Studio album by John Denver
- Released: September 19, 1975
- Recorded: July 1975
- Studio: RCA (Hollywood, California)
- Genre: Folk; country;
- Length: 42:48
- Label: RCA Victor
- Producer: Milton Okun

John Denver chronology
| An Evening with John Denver (1975) | Windsong (1975) | Rocky Mountain Christmas (1975) |

Singles from Windsong
- "Calypso/ I'm Sorry" Released: July 1975; "Fly Away" Released: November 1975; "Looking for Space" Released: February 1976;

= Windsong =

Windsong is the ninth studio album recorded by American singer-songwriter John Denver, which was released in September 1975. Denver's popularity was at its peak by this time.

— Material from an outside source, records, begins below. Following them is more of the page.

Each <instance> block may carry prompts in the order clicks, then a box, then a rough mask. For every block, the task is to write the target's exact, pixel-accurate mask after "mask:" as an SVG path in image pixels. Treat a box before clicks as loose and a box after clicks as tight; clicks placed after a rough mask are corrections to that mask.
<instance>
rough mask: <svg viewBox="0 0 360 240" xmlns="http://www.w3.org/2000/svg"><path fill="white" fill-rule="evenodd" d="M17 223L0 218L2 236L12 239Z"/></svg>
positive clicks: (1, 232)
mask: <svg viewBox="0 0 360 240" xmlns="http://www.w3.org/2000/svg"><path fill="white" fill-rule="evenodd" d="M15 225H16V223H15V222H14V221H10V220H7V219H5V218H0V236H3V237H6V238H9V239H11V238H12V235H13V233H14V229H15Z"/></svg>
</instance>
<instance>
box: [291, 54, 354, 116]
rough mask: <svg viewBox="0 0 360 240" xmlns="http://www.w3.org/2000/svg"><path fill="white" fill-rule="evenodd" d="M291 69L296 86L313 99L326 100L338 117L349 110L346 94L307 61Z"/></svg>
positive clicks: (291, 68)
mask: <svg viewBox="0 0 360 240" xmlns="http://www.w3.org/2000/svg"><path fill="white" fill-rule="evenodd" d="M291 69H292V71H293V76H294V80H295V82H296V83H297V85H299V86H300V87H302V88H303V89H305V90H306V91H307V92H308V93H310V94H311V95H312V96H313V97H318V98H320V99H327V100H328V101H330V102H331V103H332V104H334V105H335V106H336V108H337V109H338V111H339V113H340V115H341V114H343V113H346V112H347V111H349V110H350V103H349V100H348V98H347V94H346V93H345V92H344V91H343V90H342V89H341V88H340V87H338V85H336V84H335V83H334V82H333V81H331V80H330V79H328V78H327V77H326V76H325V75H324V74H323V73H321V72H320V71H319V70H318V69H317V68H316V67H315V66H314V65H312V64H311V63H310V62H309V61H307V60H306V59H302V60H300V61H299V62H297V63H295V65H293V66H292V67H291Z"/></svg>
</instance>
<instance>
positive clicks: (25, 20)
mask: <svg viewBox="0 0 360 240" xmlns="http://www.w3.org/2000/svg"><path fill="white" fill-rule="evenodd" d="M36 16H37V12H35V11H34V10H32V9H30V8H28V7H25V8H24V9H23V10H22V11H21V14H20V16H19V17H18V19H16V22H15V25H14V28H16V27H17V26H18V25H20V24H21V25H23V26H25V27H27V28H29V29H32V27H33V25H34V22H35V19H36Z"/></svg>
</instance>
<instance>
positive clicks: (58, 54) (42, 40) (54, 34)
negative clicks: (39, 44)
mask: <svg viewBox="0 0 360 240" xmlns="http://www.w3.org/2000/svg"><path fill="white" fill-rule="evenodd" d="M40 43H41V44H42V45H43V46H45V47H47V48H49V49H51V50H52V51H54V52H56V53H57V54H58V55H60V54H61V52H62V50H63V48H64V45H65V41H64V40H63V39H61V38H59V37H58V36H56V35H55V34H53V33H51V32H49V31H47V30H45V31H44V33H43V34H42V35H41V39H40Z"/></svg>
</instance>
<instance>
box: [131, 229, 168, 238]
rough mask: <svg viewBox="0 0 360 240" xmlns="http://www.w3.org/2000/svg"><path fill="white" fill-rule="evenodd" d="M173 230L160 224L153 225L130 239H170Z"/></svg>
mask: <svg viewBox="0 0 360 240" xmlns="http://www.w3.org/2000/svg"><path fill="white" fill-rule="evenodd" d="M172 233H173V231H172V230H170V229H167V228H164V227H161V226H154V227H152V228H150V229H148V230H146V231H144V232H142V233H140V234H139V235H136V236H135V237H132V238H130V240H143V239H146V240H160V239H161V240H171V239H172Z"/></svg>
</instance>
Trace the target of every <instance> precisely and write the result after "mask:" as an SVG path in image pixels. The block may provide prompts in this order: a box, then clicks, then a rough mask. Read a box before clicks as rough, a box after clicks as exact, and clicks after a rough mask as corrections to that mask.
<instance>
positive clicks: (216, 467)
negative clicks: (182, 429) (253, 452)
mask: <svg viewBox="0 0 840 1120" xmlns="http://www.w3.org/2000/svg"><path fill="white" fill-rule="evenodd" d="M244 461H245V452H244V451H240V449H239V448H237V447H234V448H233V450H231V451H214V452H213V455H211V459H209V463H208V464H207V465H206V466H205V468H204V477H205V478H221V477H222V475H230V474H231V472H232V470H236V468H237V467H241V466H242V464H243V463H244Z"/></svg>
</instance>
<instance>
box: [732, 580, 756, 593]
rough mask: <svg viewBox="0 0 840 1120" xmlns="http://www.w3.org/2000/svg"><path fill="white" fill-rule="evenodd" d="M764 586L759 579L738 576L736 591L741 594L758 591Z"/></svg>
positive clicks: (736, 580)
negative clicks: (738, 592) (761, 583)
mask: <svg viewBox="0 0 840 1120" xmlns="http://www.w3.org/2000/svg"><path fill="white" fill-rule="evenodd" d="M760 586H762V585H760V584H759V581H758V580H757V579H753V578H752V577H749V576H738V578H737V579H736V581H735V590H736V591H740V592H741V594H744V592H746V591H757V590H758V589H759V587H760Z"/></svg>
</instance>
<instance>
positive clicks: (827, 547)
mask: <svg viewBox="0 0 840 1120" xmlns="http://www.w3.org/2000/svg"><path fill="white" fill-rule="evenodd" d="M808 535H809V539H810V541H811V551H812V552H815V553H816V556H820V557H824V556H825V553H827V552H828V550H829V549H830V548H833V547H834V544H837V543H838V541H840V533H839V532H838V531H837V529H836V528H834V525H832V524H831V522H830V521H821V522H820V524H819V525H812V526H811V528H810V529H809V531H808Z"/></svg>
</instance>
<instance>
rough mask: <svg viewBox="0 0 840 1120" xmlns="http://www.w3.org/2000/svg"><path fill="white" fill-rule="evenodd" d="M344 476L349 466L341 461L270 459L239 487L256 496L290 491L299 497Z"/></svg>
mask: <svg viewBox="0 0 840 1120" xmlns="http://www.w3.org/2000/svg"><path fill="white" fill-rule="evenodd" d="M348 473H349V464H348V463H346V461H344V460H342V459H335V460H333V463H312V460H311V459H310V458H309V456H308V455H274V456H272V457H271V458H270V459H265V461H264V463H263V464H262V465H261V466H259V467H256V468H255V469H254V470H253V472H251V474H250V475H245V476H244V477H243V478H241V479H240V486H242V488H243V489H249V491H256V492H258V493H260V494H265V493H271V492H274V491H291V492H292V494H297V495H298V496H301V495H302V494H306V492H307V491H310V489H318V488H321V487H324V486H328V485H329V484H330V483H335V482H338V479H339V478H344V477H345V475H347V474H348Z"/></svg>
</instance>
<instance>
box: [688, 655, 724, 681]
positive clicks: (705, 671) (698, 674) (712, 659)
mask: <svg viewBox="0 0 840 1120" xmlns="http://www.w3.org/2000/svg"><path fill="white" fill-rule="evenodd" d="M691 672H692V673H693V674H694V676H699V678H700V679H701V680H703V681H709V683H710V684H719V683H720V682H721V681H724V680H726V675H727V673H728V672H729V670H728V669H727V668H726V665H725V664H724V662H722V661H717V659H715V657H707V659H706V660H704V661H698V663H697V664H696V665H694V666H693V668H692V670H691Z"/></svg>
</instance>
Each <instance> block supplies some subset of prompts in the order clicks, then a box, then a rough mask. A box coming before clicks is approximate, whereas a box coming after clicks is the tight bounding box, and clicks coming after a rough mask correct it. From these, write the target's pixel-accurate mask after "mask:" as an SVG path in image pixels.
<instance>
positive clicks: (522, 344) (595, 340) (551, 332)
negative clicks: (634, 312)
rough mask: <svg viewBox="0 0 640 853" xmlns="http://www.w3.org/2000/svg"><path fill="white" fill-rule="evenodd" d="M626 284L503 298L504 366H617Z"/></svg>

The album contained the songs "I'm Sorry" and "Calypso," which comprised a two-sided hit for Denver in the fall of 1975. "Looking for Space" was dedicated to Werner Erhard, "Two Shots" to Michael P. Shore, "Fly Away", featuring the backup vocals from Olivia Newton-John, and "Calypso" to Captain Jacques-Yves Cousteau and all those who served on his ship, Calypso.

Professional ratings
Review scores
| Source | Rating |
| AllMusic |  |
| Rolling Stone | (mixed) |
| The Village Voice | C− |

==Track listing==

===Side one===
1. "Windsong" (Denver, Joe Henry) – 3:57
2. "Cowboy’s Delight" (Bob Carpenter, David James Holster) – 3:05
3. "Spirit" (Denver, Henry) – 3:33
4. "Looking for Space" (Denver) – 3:56
5. "Shipmates and Cheyenne" (Denver, Henry) – 3:22
6. "Late Nite Radio" (Bill Danoff, Taffy Danoff) – 2:44

===Side two===
1. "Love Is Everywhere" (John Sommers, Denver, Henry, Steve Weisberg) – 3:30
2. "Two Shots" (Denver) – 3:29
3. "I'm Sorry" (Denver) – 3:29
4. "Fly Away" (Denver) – 4:08
5. "Calypso" (Denver) – 3:32
6. "Song of Wyoming" (Kent Lewis) – 3:19

==Personnel==
- John Denver – vocals, 6 and 12-string acoustic guitars
- Hal Blaine – drums, percussion
- Dick Kniss – double bass
- John Sommers – banjo, acoustic guitar, mandolin, fiddle, backing vocals
- Steve Weisberg – electric and acoustic guitars, pedal steel guitar, electric and acoustic dobros, backing vocals
- Byron Berline – mandolin, fiddle on "Love is Everywhere"
- Mary Ann Duffy – vocals on "Late Nite Radio" and "Love is Everywhere"
- Olivia Newton-John – backing vocals on "Fly Away"
- Jesse Ehrlich – cello on "Windsong"
- John Ellis – oboe on "Windsong"
- Jimmie Fadden – harmonica on "Song of Wyoming"
- Lee Holdridge – arranger, conductor

==Charts==

===Weekly charts===

| Chart (1975–1976) | Peak position |
|---|---|
| Australian Albums (Kent Music Report) | 1 |
| Dutch Albums (Album Top 100) | 2 |
| New Zealand Albums (RMNZ) | 5 |
| UK Albums (OCC) | 14 |
| US Billboard 200 | 1 |
| US Top Country Albums (Billboard) | 1 |

===Year-end charts===

| Chart (1975) | Position |
|---|---|
| New Zealand Albums (RMNZ) | 15 |
| Chart (1976) | Position |
| Dutch Albums (Album Top 100) | 7 |
| New Zealand Albums (RMNZ) | 33 |
| US Billboard 200 | 26 |
| US Top Country Albums (Billboard) | 9 |

==Certifications==

| Region | Certification | Certified units/sales |
| Australia (ARIA) | Gold | 20,000^{^} |
| United States (RIAA) | Platinum | 1,000,000^{^} |
^{^} Shipments figures based on certification alone.